LSE was the first university in the UK to be certified as carbon-neutral. Achieving this was a huge success, and provides a leading example to other institutions of how attainable sustainable changes can be made.
To become carbon neutral, LSE made a series of operational changes to the campus through the investment of £4.8 million. From installing LED lightbulbs to fitting solar panels on the rooftops, LSE was able to make drastic improvements to its environmental footprint. Additionally, LSE has ensured that all of its sourced energy is 100% renewable. As a result of these changes, the School has been able to reduce its emissions by a staggering 44% since 2005.
Moreover, the School has also partnered with the Compensate Foundation, which enables the university to mitigate the emissions which cannot be completely diminished, by funding carbon reduction projects. However, LSE’s sustainable achievements are unlikely to end here, with the goal of becoming net-zero by 2030 in regards to carbon emissions, LSE will furthermore reduce its carbon footprint.
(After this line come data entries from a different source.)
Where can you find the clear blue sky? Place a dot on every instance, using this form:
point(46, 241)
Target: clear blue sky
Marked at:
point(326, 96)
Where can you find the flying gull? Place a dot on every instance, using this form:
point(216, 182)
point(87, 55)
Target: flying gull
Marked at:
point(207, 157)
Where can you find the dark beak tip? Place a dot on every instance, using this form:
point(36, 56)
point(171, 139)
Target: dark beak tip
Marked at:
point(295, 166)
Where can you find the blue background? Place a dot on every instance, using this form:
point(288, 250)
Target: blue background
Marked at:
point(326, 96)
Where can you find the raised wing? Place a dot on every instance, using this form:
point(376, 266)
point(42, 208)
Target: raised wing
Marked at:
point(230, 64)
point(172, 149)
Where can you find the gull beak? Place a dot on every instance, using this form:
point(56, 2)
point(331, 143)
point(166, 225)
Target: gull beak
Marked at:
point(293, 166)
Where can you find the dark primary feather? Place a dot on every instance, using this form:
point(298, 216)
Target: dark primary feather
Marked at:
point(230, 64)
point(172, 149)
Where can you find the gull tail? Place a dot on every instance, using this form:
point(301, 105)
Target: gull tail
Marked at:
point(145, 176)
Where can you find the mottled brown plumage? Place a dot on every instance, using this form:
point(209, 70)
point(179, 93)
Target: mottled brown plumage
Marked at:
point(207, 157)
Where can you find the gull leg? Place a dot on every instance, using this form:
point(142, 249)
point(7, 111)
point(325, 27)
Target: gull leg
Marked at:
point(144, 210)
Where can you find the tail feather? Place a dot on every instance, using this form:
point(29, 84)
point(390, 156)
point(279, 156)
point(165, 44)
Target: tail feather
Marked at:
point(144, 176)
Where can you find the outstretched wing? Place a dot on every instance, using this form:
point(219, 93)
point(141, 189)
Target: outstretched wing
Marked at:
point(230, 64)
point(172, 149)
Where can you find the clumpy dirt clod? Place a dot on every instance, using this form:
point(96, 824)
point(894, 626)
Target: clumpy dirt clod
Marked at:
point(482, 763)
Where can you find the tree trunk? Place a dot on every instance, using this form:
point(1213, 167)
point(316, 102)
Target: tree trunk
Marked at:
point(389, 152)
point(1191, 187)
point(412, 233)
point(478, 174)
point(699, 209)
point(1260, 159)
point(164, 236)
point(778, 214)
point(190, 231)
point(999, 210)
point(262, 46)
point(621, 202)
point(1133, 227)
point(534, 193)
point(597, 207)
Improving the sustainability of everyday activities
LSE has also embedded sustainable practices into the day-to-day practices taking place on campus and in the LSE halls of residence. A series of projects have been created in order to generate sustainable movements. For instance, during my first year at university, at the LSE halls of residence, I took part in a competition between the halls and within them to optimise recycling rates. Whilst this project may seem inconsiderable, I definitely felt that the competition between halls raised the incentive for my peers and I to recycle. This was greatly helped by the information and posters given to us at the student halls, which informed us about what we should and shouldn’t recycle.
The Student Union (SU) also contributes towards LSE’s sustainability initiatives. The LSESU is home to a number of different clubs and societies which relate to sustainability, ranging from the Sustainable Futures Society, which focuses on implementing sustainable projects at LSE, to the Marine Society which focuses on marine conservation. Joining these groups gives you the opportunity to furthermore participate in some of the sustainability endeavours taking place around campus.
A sustainable curriculum
Sustainability has also been incorporated into much of the academic curriculum. LSE offers a number of courses that directly relate to sustainability such as the GY121 Sustainable Development course. Whilst this course is hosted by the Department of Geography and Environment, it can also be chosen as an outside option by students from other courses.
Sustainability has also been embedded into other aspects of the curriculum such as the LSE flagship course, LSE100, which is undertaken by all first year undergraduate students. This course gives you huge flexibility in regards to which topics you can choose. Consequently, my LSE100 group and I chose to explore the use of AI within the electricity grid, which could be used in order to reduce carbon emissions. Researching this issue and collaborating with students from other programmes provided a unique insight into how sustainability issues can be tackled, and gave us an appreciation for the importance of sustainability.